Helena sentiu um nó se formar em seu estômago. O passado de Arthur Montenegro, cheio de segredos e mistérios, estava batendo à sua porta, e ela estava bem ali, no centro do furacão. “Senhor Montenegro, está certo de que é seguro encontrá-la? Se ela se sentiu traída…”
“Segurança nunca foi uma questão de segurança, Helena. É uma questão de necessidade”, Arthur respondeu, sua voz firme. “Se ela tem algo que pode nos dar uma vantagem, ou se está tentando nos manipular, eu preciso saber. E preciso entender o que ela levou.” Ele olhou para Helena, seus olhos azuis faiscando. “Você vai comigo.”
A decisão de Arthur não a surpreendeu. Ele confiava nela, e sabia que em momentos de incerteza, a presença calma e eficiente de Helena era seu maior trunfo. Mas ir com ele a um encontro secreto com uma mulher que havia abalado o império de Arthur Montenegro… isso era outra história.
“Sim, Senhor Montenegro”, Helena respondeu, sua voz firme, apesar do turbilhão de emoções.
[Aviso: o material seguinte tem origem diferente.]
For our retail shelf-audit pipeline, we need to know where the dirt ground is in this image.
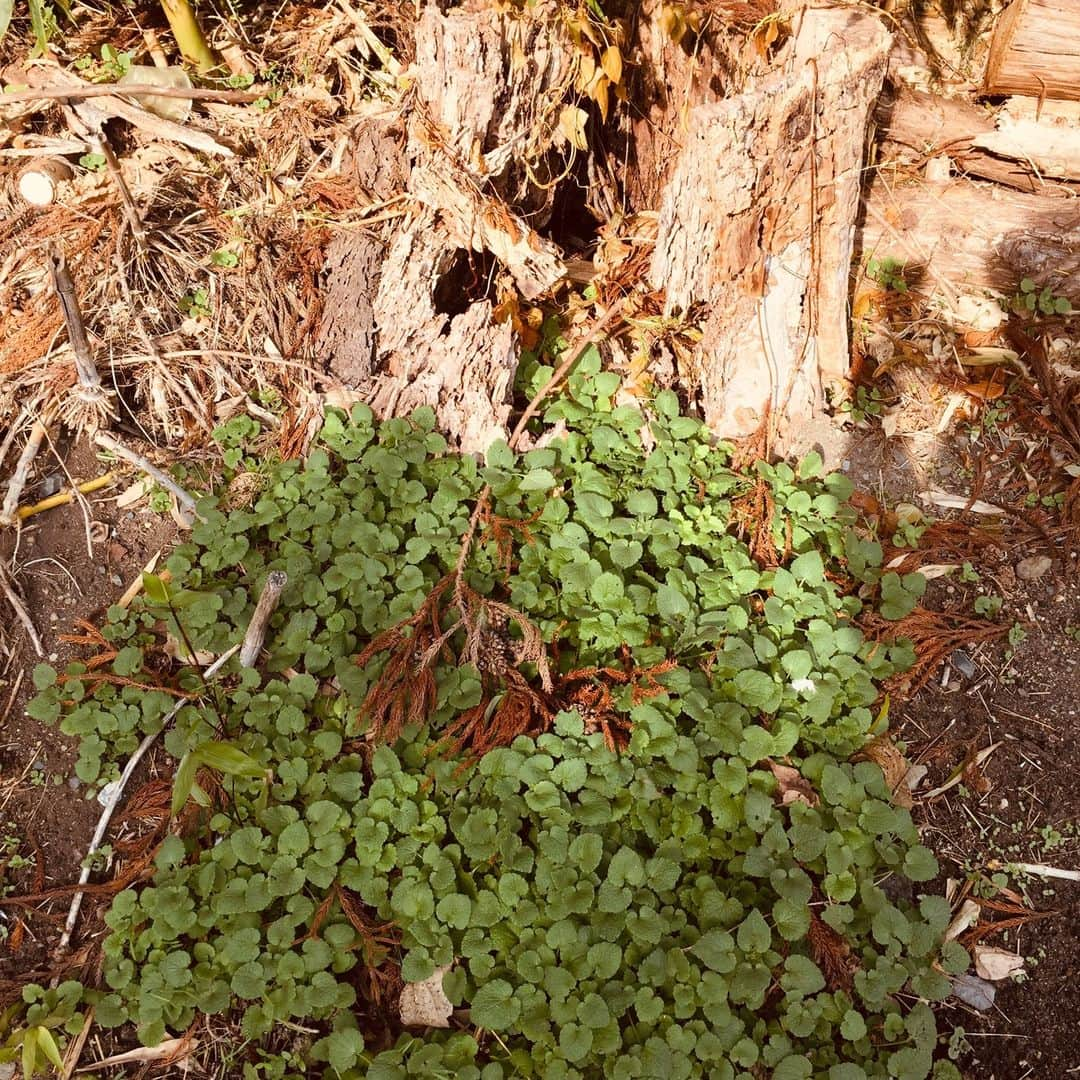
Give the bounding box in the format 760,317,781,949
0,386,1080,1080
0,445,176,977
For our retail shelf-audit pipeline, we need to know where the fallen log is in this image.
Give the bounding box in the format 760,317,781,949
875,85,1080,195
985,0,1080,100
650,9,891,445
855,174,1080,305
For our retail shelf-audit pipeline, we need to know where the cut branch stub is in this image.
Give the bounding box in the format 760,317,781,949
650,10,891,447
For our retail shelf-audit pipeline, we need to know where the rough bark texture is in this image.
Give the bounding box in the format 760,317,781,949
650,10,890,437
856,177,1080,303
875,86,1076,195
320,5,571,451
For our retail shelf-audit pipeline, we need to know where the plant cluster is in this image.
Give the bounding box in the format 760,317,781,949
31,365,967,1080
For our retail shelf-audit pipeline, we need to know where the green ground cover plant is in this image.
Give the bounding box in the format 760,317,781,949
23,350,968,1080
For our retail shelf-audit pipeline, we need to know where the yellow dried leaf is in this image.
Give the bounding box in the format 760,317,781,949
596,76,611,122
558,105,589,150
600,45,622,83
852,735,914,809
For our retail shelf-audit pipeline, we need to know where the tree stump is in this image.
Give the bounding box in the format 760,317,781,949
650,10,890,441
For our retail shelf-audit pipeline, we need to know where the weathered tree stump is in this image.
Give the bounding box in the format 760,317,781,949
651,10,890,437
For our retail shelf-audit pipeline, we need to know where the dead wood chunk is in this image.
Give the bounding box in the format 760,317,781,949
984,0,1080,100
875,86,1076,195
16,158,75,206
612,0,751,212
856,176,1080,301
650,10,891,436
369,211,518,453
342,113,408,202
315,232,384,387
997,225,1080,298
415,4,575,214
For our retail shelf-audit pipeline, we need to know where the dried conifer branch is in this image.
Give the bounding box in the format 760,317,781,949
240,570,288,667
356,300,622,754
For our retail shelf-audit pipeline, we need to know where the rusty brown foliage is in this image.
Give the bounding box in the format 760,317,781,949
859,607,1009,698
807,912,859,990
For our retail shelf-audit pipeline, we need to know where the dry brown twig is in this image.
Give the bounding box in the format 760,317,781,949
240,570,288,667
49,246,112,433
A noite caiu sobre São Paulo, e a cidade se iluminou com milhares de luzes. No 77º andar, Arthur Montenegro parecia mais sombrio do que o usual. A conversa sobre Sofia Alencar havia despertado fantasmas, e Helena sentiu que estava prestes a testemunhar um capítulo desconhecido da vida do homem que ela servia e, secretamente, admirava. A busca por respostas, a necessidade de confrontar o passado, tudo isso pairava no ar, denso e palpável. A “Aurora Dourada” estava prestes a reacender, e o encontro com Sofia Alencar seria o gatilho. Helena sabia que, a partir daquele momento, as coisas jamais seriam as mesmas.